I have spent almost the entirety of my life in some sort of school or university, trying to learn and grasp knowledge and skills that will better suit me to live a better life.  I have experienced very private and intimate classrooms ranging from hi-tech supplies to the bare necessities, and gargantuan entirely impersonal lecture halls with the same supply differential, and this raises the question... How have I learned the best?To better understand my point of view, I need to explain my previous educations. I was raised and received all my education, pre-school through high school, in the public school system in the Dallas/Fort Worth Metroplex. I was fortunate to be taught in one of the nicer  and higher funded school districts in the metroplex, Grapevine Colleyville ISD.

I firmly believe the purpose of pre-school through 2nd grade is to teach children social skills, and less about learning academic subjects. Now, that isn't to say during those grades children should be set free to go out to recess all day, but, beyond learning the basics of reading and mathematics, these classrooms should focus on teaching toddlers how to interact with other people. All education beyond 2nd grade should be focused on various academics and arts.

With that out of the way, we get to the main question. What classroom situation  is best for learning? I have had private one-on-one tutors and lecture halls where I sit with 400 of my closest friends and listen to a teacher lecture about the impact of The Monroe Doctrine. Which one did I learn better from? Obviously, the one-on-one session with the tutor, regardless of the material or the supplies. I felt a personal relationship with the tutor and had a desire to earn their approval and was proud of their praise and embarrassed when I failed them. I think a personal relationship is imperative for a student to learn from a teacher. In a perfect world we would have a personal teacher for every student, but we don't live in a perfect world. We have to work with what we have, and what we have is an imperfect education system.

The most important part of any classroom is the teacher. Not the supplies, not the environment and not even the subject - it all boils down to the teacher. It is up to the teacher to make the most boring and mundane topics easier to learn. It is easier for a teacher to teach students about the dinosaurs and the battle of Gettysburg; it's when teachers must lecture about basic calculus and the symbolism of the river in "Huckleberry Finn" that students lose interest. It's the responsibility of the teacher to make the less naturally appealing subjects as equally interesting as the exciting subjects, and that can be done better in smaller environments, and the tools provided have very little impact.

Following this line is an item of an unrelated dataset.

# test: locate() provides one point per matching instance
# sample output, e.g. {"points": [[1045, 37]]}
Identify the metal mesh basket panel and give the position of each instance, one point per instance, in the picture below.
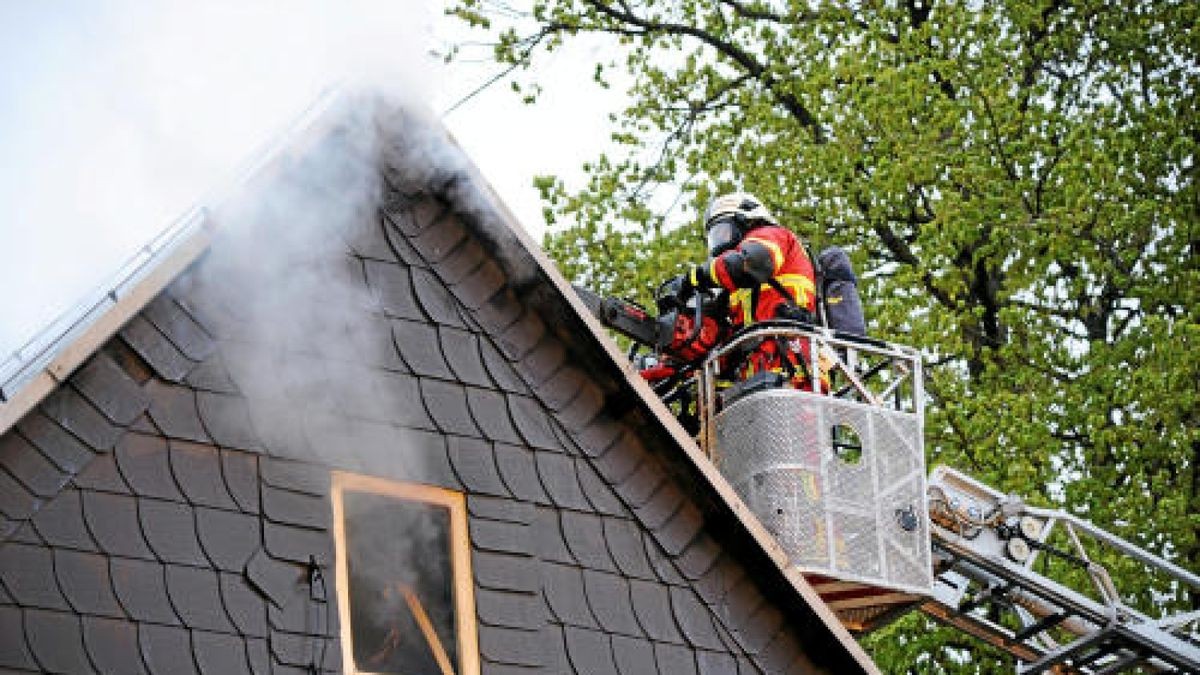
{"points": [[833, 512]]}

We cannot continue to allow our education system to take a back seat to other government funded ventures. Who will solve the issues of today? The kids in class now. To better prepare them to tackle those obstacles we need to better educate them and that can only be done through better teachers. Not laptops, not hd televisions in the classroom, and certainly not e-readers, but the teachers.

We must make becoming a teacher more appealing, financially, and, by doing so, we can hold them to a higher standard and expect better from them.